Snacks from our childhoods we’d never regularly give to our kids
Food has a way of comforting, transporting and enveloping us in warm, fuzzy feelings. Particularly when we associate that food with our childhoods. But times have certainly changed, and our children are destined to miss out on those delicious, yet hardly nutritious treats we enjoyed as kids. Is your childhood favourite here?
When researching this post, I threw the floor open to the Babyology team – asking what treats they enjoyed as kids, that they would never give to their own children. I was overwhelmed by the strange and wonderful kiddie snacks that came thick and fast: lettuce with a sprinkling of white sugar, our British staff members recall Spam Fritters (served at school no less!) and sandwiches spread with cream and sugar.
While children these days are certainly not deprived, our understanding of what constitutes a nutritious snack has come a long way. While kids can still enjoy a treat every now and again – can you imagine allowing them these treats every afternoon after school.
Big Boss Candy Sticks and Fags (which later became Fads) were huge when I was a kid. If you were really flush, you could buy the chocolate version. Lollies made to look like cigarettes and cigars – what were we thinking?!
Sherbet was another sugar-high inducing treat. Just a simple snack of plastic straws filled with coloured crystals of sickly-sweet powder.

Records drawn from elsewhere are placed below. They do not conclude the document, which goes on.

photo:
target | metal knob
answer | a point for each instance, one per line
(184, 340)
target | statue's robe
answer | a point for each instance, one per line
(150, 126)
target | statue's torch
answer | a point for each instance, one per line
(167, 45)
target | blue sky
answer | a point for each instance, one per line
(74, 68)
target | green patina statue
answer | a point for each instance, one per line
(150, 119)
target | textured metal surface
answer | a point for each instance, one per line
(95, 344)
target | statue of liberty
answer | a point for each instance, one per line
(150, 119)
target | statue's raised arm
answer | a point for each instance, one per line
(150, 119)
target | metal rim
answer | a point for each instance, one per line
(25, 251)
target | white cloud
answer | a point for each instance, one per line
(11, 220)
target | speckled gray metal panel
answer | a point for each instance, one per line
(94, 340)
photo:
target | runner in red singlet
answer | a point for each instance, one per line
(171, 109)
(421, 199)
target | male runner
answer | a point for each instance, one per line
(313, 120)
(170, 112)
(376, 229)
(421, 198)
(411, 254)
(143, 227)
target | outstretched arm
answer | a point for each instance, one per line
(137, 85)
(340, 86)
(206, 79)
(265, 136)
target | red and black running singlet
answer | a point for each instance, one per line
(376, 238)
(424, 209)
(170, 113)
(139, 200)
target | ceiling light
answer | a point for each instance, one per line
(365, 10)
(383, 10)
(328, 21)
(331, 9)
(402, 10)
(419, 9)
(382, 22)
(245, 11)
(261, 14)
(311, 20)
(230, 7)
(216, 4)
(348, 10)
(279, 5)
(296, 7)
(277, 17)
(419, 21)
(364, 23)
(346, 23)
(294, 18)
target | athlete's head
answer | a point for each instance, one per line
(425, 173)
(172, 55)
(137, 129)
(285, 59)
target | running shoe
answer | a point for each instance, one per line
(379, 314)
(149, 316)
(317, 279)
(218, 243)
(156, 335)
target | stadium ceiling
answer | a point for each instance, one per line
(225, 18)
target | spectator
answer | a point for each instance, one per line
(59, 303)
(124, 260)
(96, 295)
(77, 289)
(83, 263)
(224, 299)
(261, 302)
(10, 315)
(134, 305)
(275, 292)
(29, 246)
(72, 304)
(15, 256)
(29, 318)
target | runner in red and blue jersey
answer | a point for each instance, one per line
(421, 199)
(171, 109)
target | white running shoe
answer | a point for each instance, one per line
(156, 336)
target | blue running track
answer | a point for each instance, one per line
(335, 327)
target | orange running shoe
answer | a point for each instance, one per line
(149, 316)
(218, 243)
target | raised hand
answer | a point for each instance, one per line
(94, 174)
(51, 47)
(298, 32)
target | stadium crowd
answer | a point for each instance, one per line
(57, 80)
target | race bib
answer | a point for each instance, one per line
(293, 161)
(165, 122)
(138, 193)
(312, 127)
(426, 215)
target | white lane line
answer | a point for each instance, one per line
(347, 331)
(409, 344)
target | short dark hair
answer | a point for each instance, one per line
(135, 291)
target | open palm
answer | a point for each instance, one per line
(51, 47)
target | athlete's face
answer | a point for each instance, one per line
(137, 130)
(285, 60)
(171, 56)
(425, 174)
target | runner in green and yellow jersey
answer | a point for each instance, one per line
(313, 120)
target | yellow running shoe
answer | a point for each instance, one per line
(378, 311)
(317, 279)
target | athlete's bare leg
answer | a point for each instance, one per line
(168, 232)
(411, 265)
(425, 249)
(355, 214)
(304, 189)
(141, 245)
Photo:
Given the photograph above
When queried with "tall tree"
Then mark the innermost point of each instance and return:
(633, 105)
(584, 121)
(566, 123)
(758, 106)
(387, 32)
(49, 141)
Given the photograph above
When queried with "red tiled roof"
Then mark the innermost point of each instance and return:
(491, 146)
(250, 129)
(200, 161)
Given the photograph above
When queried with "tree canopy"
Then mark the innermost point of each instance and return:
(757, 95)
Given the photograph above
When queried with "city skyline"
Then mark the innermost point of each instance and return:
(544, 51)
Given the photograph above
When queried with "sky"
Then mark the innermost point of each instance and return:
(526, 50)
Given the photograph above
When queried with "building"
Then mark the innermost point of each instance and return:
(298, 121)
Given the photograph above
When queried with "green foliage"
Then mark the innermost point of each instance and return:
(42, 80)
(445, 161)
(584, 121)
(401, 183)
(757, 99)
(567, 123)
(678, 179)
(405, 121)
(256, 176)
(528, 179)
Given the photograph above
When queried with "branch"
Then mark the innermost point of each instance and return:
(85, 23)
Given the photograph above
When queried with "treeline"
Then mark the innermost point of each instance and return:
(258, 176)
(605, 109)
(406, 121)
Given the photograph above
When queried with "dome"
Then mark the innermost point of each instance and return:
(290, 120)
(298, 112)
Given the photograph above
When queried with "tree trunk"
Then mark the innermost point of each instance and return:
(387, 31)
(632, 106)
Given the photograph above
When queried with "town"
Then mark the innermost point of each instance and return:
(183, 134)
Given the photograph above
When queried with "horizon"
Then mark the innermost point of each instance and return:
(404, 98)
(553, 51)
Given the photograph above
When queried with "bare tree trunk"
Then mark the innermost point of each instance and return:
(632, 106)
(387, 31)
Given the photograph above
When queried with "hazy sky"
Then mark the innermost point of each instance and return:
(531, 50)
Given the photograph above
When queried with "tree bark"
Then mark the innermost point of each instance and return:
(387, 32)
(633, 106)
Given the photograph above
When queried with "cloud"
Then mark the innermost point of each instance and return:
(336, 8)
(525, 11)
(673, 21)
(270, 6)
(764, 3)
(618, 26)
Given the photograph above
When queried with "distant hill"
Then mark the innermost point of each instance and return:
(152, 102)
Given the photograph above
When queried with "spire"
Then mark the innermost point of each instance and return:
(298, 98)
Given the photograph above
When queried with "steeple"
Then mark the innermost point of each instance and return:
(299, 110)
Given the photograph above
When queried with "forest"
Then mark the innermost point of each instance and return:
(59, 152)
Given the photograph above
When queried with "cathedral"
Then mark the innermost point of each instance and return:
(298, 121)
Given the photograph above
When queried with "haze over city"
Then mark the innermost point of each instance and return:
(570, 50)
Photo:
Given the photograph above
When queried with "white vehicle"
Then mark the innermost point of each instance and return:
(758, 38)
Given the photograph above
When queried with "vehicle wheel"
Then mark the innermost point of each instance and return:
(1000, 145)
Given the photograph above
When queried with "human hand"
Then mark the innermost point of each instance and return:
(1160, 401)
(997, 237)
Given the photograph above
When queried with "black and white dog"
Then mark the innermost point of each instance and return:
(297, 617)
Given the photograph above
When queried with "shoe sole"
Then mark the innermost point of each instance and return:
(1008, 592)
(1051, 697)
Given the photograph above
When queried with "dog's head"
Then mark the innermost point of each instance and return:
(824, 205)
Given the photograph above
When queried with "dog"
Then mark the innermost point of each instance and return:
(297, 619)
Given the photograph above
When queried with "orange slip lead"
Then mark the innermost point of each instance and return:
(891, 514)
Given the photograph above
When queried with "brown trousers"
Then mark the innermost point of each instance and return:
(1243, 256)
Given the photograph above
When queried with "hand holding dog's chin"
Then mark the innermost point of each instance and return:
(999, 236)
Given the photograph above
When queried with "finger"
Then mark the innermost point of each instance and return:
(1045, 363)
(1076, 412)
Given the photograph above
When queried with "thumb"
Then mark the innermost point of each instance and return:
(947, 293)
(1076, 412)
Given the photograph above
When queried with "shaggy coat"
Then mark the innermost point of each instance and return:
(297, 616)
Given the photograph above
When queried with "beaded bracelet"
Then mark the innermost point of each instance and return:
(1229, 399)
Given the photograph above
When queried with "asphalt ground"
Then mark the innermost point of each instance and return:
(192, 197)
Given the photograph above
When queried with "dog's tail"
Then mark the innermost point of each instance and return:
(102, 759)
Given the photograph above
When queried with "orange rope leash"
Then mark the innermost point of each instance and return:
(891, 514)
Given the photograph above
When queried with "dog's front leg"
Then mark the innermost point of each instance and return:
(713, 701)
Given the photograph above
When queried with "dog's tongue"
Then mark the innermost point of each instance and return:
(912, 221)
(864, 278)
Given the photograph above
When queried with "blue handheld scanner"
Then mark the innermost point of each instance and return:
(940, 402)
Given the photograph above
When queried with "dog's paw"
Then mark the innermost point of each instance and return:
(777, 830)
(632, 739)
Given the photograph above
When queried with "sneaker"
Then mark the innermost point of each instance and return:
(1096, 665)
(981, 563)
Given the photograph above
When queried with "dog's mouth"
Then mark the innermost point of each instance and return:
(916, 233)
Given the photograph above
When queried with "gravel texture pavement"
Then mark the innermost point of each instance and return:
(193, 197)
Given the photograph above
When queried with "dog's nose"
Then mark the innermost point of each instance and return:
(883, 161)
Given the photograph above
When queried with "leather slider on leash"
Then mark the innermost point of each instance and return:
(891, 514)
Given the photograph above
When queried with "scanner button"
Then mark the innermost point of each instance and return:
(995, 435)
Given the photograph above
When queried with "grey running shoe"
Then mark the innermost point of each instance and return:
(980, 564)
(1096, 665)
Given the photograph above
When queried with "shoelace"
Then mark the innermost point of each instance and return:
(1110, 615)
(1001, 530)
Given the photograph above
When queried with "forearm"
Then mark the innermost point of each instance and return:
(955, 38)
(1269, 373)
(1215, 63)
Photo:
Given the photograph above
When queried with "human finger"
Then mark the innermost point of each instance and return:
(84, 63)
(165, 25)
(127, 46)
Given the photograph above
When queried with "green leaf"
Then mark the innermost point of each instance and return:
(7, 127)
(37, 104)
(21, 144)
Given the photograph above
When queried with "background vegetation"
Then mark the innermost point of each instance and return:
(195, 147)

What about that quintessential after-school treat – the little white paper bag filled with mixed lollies? The corner store was a hive of activity as kids scrounged to get a few cents together to share a bag of treasures.
I’m sure for many of us, the line between after-school snack and party food was often blurred. It wasn’t uncommon to come home to a fresh batch of Chocolate Crackles or Honey Joys. Of course, now both these retro delights are banished to the party food table.
While research now tells us the best thing for our children to drink is water, soft drink was certainly a popular thirst-quencher for kids back in the day.
What about those little snack-sized packs of potato chips in the school lunch box? Salt and vinegar Samboy’s can still make our editor’s mouth water 30-odd years on, but maybe you were more of a Twisties or Burger Rings kid. Either way, we’re betting none of those red-light snacks appear in your own kids’ lunch boxes.
And toffee apples. They’re a fruit, right?
Babyologists, we’d love to know what childhood snacks and treats you indulged in, that you would never give to your own children.